To address these issues, the EM4 has been upgraded to maintain an effective ground detection range of over 60 meters even in heavy rain at night, while consistently and reliably detecting dark-colored vehicles. Powered by a digital detection system, EM4 also features advanced noise-reduction technology designed to handle rain, fog, snow, and dust. It intelligently analyzes the information carried by each digital echo signal, accurately filtering out environmental noise and restoring clear scene information. This significantly reduces false positives and provides a higher level of safety redundancy for autonomous driving.
△ Point cloud from EM4 in heavy rain conditions (10 Hz frame rate)
Additionally, water or dirt on the LiDAR lens can significantly degrade performance. Traditional LiDARs using single-point lasers with small spot sizes are highly sensitive to lens cleanliness. Contamination blocks laser energy and drastically reduces signal return and detection capability. In contrast, the EM4 adopts an innovative "large spot size for near-field, small spot size for far-field" beam design, which allows it to effectively penetrate rain, water stains, and grime on the lens surface. This ensures accurate object detection and provides more reliable safety assurance for Robotaxi operations.
These scenarios represent just the tip of the iceberg in the complex operational environments Robotaxis must navigate. Efficient and safe commercial deployment requires not only handling well-lit roads with stable traffic, but also frequently responding to unstable flows, shifting lighting, and unexpected events. This places urgent demands on high-performance, highly robust LiDAR to ensure operation under all conditions and continuously improve perception stability and reliability.

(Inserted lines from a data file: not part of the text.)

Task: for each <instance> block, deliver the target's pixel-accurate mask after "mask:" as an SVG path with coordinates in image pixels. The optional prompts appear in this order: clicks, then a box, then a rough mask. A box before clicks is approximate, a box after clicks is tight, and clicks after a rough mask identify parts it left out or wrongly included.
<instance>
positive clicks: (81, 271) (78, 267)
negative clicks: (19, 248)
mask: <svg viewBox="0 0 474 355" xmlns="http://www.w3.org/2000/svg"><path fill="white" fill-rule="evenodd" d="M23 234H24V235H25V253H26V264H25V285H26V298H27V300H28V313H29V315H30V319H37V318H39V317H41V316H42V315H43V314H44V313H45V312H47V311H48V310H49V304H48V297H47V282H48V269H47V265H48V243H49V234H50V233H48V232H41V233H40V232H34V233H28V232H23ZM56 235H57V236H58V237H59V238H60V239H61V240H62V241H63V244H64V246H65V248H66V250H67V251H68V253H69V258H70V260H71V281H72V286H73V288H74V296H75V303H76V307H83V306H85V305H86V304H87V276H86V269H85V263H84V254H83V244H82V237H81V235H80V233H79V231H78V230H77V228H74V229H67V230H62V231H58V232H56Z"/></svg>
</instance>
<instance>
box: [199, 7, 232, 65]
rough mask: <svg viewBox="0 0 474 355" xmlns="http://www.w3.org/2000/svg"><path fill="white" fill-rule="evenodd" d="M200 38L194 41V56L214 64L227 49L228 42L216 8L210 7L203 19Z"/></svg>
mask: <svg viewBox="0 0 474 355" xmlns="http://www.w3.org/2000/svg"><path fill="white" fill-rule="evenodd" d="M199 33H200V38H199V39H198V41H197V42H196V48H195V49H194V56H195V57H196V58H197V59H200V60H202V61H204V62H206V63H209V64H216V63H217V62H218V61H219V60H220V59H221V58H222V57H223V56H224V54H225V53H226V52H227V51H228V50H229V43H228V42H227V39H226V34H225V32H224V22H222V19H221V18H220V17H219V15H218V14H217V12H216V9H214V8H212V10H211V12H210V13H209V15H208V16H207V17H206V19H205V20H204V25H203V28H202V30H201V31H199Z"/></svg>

Mature Technology Enabling Scalable Robotaxi Operations
RoboSense’s high-performance digital LiDAR, exemplified by the EM4, has proven its technological maturity. In the second half of 2025, customized LiDAR products built on the EM platform entered mass production and are being deployed in multiple passenger vehicle models set for official market launch. With a high level of product readiness, they fully meet the stringent demands of large-scale Robotaxi deployments — once again setting the industry benchmark for high-channel-count, long-range digital LiDAR.
The mass-produced EM4, combined with the world’s only fully solid-state blind-spot LiDAR in large-scale vehicle production—the E1—delivers precise, omnidirectional perception capabilities for Robotaxis in 2025. This powerful combination ensures continuous support for Robotaxis as they expand into more cities. Thanks to RoboSense’s continuous innovation in core technologies, strong in-house chip development capabilities, and the EM platform’s highly customizable architecture, the company is able to respond swiftly to the evolving functional and scenario-based requirements of Robotaxi applications.
Superior perception is not only the guardian of driving safety, but also the cornerstone of reliable Robotaxi operations under all conditions and commercial success. The EM4 + E1 solution pairing meets the highest standards for safety and efficiency while providing performance headroom for future technological evolution and market changes—helping Robotaxi operators stand out in a competitive market and accelerating the autonomous mobility revolution.